Re: fanotify - overall design before I start sending patches

From: Andreas Dilger
Date: Tue Jul 28 2009 - 14:00:26 EST


On Jul 27, 2009 20:23 +0100, Jamie Lokier wrote:
> Andreas Dilger wrote:
> > I think the "fanotify doesn't generate more fanotify events" makes the
> > most sense. Given that the open will be done in the kernel specifically
> > due to fanotify, this doesn't actually allow the listener to open files
> > without detection (unlike the "O_NONOTIFY" flag would). The fanotify
> > "opens" would only be in response to other processes opening the file.
>
> Nice idea (if I understand it) - the file descriptors opened by
> fanotify wouldn't cause fanotify events? Effectively having an
> in-kernel O_NONOTIFY flag which can't be set from userspace?

Right.

> 'if you have fanotify open, you don't create other fanotify events' is
> too severe - it means you can circumvent fanotify entirely for
> everything your process does by just opening a fanotify socket and not
> using it, which is clearly worse than having an O_NONOTIFY flag.

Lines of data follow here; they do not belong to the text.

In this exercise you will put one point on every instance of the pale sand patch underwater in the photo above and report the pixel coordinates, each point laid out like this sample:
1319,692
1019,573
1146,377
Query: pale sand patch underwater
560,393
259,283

That isn't what I meant... It was only "operations on fanotify file
descriptors don't produce further fanotify events", otherwise madness
ensues.

> What's wrong with fanotify-using applications generating events when
> they modify files themselves?
>
> An example was given where app A gets an event and modifies the file,
> then app B gets an event and modifies the file, and app A... cycling.
>
> But if you have two "virus checker" style applications fighting over
> modifying the same file without locking, you have much bigger problems
> already. There's nothing to gain by fixing the fanotify cycle.

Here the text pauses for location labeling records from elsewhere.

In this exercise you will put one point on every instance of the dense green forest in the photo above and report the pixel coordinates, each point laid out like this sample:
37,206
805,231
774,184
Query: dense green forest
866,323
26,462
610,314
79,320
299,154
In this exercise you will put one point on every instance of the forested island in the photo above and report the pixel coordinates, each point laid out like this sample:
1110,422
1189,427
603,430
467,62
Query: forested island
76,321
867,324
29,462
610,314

I don't think they are fighting over modifying the file, they are
generating an endless stream of events for each other to process.
I don't think locking will help.

It's the same as e.g. having verbose kernel debug messages related
to filesystem/block IO going to /var/log/messages on the filesystem
you are monitoring. After the first (external) IO, it is logged
to disk, which causes an IO to the filesystem, which is logged to
disk, which causes an IO...

There has to be some way to NOT generate any events on the files
that you are monitoring.

Cheers, Andreas
--
Andreas Dilger
Sr. Staff Engineer, Lustre Group
Sun Microsystems of Canada, Inc.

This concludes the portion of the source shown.